A day following the event, the workers—dressed in black T-shirts and with their palms painted red—tried to occupy the Department of Justice and demanded the resignation of their advisor, Gemma Ubasart, whom they called a “murderer.” On Friday, they went one step further and blocked access to prisons in Catalonia, forcing some 5,000 prisoners in six of them to be confined to their cells for hours due to lack of staff. A situation that further strained the climate in the prisons.
Isaac González is the lawyer who defended Iulian in the trial for the murder of the prostitute. He is surprised by the tragedy of Mas d’Enric. “I thought he had made a very serious mistake, but he was on his way to rehabilitation,” he says by phone from Tarragona. Although in recent times she had hardly maintained contact with him, she had followed his prison development. “I know that he was very well regarded, that he had not had any part or incident and that he was a person of certain trust. That’s why they let him access the kitchen.”
Shy and withdrawn, he met Vasilica – a Romanian woman like him who was dedicated to prostitution – on a dating website and they had sexual encounters in exchange for money. But Iulian fell in love. She asked him to leave her job and go live with him in his apartment in Valls. She got her hopes up. She told him no. In April 2016, the man met her once more at her house: they shared some bottles of wine, they had sex and, following an argument over cell phone photos, he took her knife and reached for her neck. After the crime, he turned himself in at the local Valls police station and handed over the keys to his house so they might search everything.

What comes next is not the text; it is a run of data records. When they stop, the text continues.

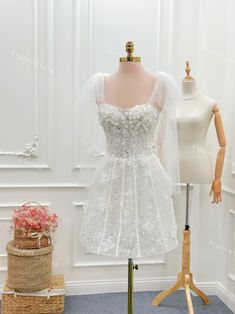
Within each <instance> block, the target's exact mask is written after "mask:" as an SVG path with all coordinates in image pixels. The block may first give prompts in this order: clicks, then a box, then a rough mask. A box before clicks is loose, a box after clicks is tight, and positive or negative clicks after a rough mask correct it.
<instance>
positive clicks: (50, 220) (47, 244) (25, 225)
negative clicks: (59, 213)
mask: <svg viewBox="0 0 235 314" xmlns="http://www.w3.org/2000/svg"><path fill="white" fill-rule="evenodd" d="M30 203H35V204H37V205H40V207H36V206H33V205H30ZM57 226H58V216H57V215H56V214H55V213H53V214H50V213H49V210H48V209H47V208H45V207H43V206H42V205H41V204H39V203H37V202H28V203H25V204H23V205H22V206H21V207H20V208H18V209H14V211H13V216H12V221H11V226H10V232H11V231H12V230H14V232H15V234H14V239H15V246H16V247H18V248H26V247H27V248H35V247H43V246H48V245H50V244H51V238H52V233H53V232H55V230H56V228H57Z"/></svg>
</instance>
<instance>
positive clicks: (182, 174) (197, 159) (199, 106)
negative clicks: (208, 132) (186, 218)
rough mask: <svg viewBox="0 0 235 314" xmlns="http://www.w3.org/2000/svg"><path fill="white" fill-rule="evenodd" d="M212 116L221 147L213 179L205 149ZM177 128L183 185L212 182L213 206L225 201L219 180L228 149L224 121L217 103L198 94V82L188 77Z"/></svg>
mask: <svg viewBox="0 0 235 314" xmlns="http://www.w3.org/2000/svg"><path fill="white" fill-rule="evenodd" d="M213 116H214V119H215V127H216V133H217V138H218V141H219V144H220V146H221V148H220V150H219V152H218V155H217V160H216V167H215V173H214V179H213V169H212V164H211V157H210V155H209V153H208V152H207V150H206V148H205V141H206V136H207V130H208V128H209V125H210V122H211V119H212V117H213ZM177 126H178V137H179V161H180V177H181V182H184V183H199V184H200V183H210V182H212V185H211V190H210V193H209V195H211V194H212V192H213V201H212V203H215V202H216V203H218V202H219V201H221V200H222V198H221V181H220V178H221V175H222V169H223V162H224V154H225V146H226V140H225V135H224V131H223V125H222V120H221V116H220V113H219V108H218V107H217V105H216V103H215V101H214V100H212V99H210V98H209V97H207V96H204V95H202V93H200V92H199V91H198V89H197V86H196V81H195V80H194V79H193V78H192V77H191V76H189V74H188V75H187V76H186V77H185V78H184V80H183V81H182V101H181V104H180V105H179V106H178V108H177Z"/></svg>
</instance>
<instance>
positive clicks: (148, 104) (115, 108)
mask: <svg viewBox="0 0 235 314" xmlns="http://www.w3.org/2000/svg"><path fill="white" fill-rule="evenodd" d="M100 105H107V106H110V107H113V108H115V109H116V110H118V111H124V112H125V111H130V110H132V109H134V108H136V107H138V106H151V107H152V108H153V109H154V111H156V112H157V113H158V114H159V113H160V112H159V111H158V110H157V109H156V108H155V107H154V106H153V105H152V104H150V103H143V104H137V105H134V106H131V107H126V108H125V107H122V106H116V105H113V104H109V103H107V102H102V103H100V104H99V105H98V106H100Z"/></svg>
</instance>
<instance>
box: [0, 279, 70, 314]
mask: <svg viewBox="0 0 235 314" xmlns="http://www.w3.org/2000/svg"><path fill="white" fill-rule="evenodd" d="M64 297H65V284H64V276H63V275H52V277H51V284H50V286H49V287H47V289H45V290H40V291H37V292H32V293H29V292H28V293H22V292H17V293H14V292H13V291H12V290H10V289H9V287H7V285H6V284H5V286H4V288H3V290H2V312H1V313H2V314H46V313H47V314H48V313H51V314H52V313H53V314H61V313H63V312H64Z"/></svg>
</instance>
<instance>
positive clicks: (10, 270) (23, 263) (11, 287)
mask: <svg viewBox="0 0 235 314" xmlns="http://www.w3.org/2000/svg"><path fill="white" fill-rule="evenodd" d="M6 250H7V254H8V278H7V286H8V287H9V288H10V289H13V290H15V291H35V290H41V289H45V288H46V287H48V286H49V284H50V282H51V273H52V250H53V245H50V246H48V247H45V248H40V249H35V250H22V249H18V248H16V247H15V246H14V241H10V242H8V244H7V247H6Z"/></svg>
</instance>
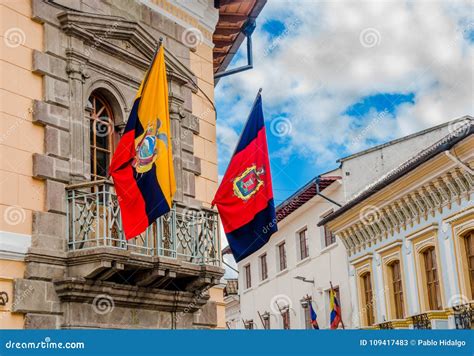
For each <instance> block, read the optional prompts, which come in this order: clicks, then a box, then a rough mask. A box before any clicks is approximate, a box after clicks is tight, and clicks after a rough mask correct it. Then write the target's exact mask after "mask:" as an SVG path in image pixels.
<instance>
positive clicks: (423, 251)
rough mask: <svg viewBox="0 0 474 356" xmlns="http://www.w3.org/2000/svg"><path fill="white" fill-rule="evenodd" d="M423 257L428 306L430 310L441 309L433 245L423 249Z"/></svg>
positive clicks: (440, 304)
mask: <svg viewBox="0 0 474 356" xmlns="http://www.w3.org/2000/svg"><path fill="white" fill-rule="evenodd" d="M423 259H424V264H425V276H426V290H427V292H428V306H429V308H430V310H440V309H442V306H441V292H440V287H439V278H438V266H437V263H436V251H435V248H434V246H431V247H428V248H427V249H426V250H425V251H423Z"/></svg>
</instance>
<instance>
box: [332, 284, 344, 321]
mask: <svg viewBox="0 0 474 356" xmlns="http://www.w3.org/2000/svg"><path fill="white" fill-rule="evenodd" d="M329 309H330V310H331V313H330V323H331V329H337V328H338V326H339V324H340V323H341V321H342V317H341V305H340V304H339V300H337V296H336V291H335V290H334V289H333V288H331V291H330V307H329Z"/></svg>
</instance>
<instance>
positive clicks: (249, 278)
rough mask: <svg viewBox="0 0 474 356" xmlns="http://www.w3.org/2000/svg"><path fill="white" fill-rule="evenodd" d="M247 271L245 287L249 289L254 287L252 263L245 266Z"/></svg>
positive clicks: (246, 271) (245, 281)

González explains that his client had problems with alcohol, but he does not know what might have been going through his head to kill the cook. “The same pattern, twice, is difficult to explain. Maybe there was a mental pathology that no one has detected, maybe he lied very well… You never really get to know people. But I think it was something that might hardly have been foreseen,” he reflects. The Mossos d’Esquadra, who have taken charge of the investigation, rule out that there was a previous romantic relationship between the inmate and the head chef. And, although they have security cameras from the kitchen (not from the cold room where the crime occurred), with the murderer dead it will be even more difficult for them to determine the motivations for the crime.
Nuria López, the victim, was 44 years old and lived in Vilallonga del Camp. She worked as a prison cook hired by the Center for Reintegration Initiatives (CIRE), a public company of the Generalitat. She had passed through the Brians 2 prison and for eight years she had been the head chef at Mas d’Enric, a prison inaugurated in 2015 in Tarragona. She had settled in that town of barely 2,500 inhabitants due to its proximity (20 minutes by car) to the penitentiary center. The mayor, Gerard Gené (Junts) remembers her walking her dog, Fiona, “a big, sad beast had cancer.” Gené is outraged and feels angry. “That a guy convicted of murder can be held as a trusted prisoner is something that is not understood,” he says. And he warns: “Someone has to take responsibility.”